Title is in hand just waiting to be signed over. Cash or cashier’s check. Call, text or email to see it and take it home!
Notice how it is succinct but still gives plenty of information. Prospective buyers will appreciate that you are upfront about problem areas and will likely tunnel vision onto those instead of examining other parts of the car. Color me skeptical when I read listings for 15 year old cars that state it is in perfect running condition. Sure it is buddy, whatever you say.
In general, I find the oreo style of writing to be very easy and effective. Sandwich any negative bits in-between good ones. A prospective buyers attitude will be positive after reading the first good bit and that will help carry them through the negative bit before finally washing that away with a final good bit again.
It is important that you list contact details so prospective buyers can get a hold of you if they are interested.
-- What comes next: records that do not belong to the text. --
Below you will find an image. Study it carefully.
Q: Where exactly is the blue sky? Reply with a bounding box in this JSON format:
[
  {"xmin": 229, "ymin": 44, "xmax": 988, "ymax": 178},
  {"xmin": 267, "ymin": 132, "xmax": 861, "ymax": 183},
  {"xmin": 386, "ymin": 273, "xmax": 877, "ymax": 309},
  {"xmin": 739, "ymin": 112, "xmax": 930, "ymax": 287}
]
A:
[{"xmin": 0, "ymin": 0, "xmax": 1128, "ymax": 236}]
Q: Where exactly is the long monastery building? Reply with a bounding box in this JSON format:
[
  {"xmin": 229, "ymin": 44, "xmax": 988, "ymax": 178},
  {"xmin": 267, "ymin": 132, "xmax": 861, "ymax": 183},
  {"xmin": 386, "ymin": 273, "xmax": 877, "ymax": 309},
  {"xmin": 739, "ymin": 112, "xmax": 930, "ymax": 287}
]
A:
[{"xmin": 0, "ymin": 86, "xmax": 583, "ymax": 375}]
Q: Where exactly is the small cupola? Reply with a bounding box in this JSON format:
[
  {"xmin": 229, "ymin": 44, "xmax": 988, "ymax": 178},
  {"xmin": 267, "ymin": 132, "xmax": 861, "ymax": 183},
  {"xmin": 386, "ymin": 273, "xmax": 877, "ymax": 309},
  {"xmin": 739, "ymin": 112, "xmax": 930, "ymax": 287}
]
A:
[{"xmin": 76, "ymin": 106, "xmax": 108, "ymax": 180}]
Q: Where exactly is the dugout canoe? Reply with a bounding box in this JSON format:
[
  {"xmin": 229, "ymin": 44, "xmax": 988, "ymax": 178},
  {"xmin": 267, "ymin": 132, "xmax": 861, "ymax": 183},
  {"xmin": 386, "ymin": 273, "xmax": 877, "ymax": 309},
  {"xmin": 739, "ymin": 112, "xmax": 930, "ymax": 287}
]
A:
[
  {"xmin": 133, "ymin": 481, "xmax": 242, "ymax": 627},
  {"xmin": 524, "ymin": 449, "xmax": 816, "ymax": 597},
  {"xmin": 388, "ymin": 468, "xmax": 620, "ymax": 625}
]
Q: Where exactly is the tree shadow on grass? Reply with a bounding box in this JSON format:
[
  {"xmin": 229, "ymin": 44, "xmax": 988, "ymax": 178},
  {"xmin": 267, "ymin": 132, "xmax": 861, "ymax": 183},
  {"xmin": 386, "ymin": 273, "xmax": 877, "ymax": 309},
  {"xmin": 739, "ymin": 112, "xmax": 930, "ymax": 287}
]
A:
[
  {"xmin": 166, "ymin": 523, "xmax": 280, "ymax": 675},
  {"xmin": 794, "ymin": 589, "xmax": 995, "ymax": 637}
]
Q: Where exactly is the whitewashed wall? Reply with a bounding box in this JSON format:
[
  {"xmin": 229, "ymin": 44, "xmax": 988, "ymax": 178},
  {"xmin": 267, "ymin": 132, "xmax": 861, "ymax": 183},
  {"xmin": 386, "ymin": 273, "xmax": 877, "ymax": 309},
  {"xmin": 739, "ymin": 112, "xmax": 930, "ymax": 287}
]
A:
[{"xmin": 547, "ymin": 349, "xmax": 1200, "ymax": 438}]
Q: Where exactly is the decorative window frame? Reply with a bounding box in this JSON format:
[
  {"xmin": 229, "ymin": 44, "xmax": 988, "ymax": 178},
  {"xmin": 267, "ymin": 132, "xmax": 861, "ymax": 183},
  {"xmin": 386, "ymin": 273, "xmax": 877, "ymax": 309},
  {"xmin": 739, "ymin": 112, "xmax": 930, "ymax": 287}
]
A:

From the time we posted the ad on Monday to when we took it down on Thursday night, we had 11 individuals contact us.
As expected, Craigslist generated more hits than the private classifieds.
The best offer, and the one we accepted, started with an email from one of the XYZ hits. In fact, of the three offers that we ended up receiving, each one originated from an email contact.
Step #5 – Sell the Car
Answer emails, texts, and phone calls from prospective buyers. Arrange to meet them in a safe place such as a mall parking lot so they can see the car in person. Ride along for test drives and be prepared for low ball offers. If you did your homework at the beginning you should have a good idea of how much the car is worth.
After a little negotiating we ended up selling the car for $1800, $36 above KBB value. The new owner will have to put some money into repairs, but they also are saving quite a bit by buying from those “sketchy” folks in the parking lot versus going to a car lot. I looked up the same year, make, and model car at dealerships around us and found one with similar mileage listed for $3800. Sure that could probably be haggled down a bit, but the buyers saved a boatload by doing their own legwork and dealing with us. We earned money by selling instead of trading. Everyone wins! Yay capitalism.
Step #6 – Tie up loose ends
Make sure all paperwork is filled out properly when you exchange keys and money with the buyer. We filled out a simple bill of sale, a notice of sale, and the title. After the sale is done, mail the notice of sale to your secretary of state and notify your insurance company to stop coverage on the car.
We cleaned the car on Sunday, listed it on Monday, and had cash in hand on Thursday night. It is fun to take on new challenges with your spouse and I find that those challenges usually help strengthen a relationship. If we can sell a car, then you can too!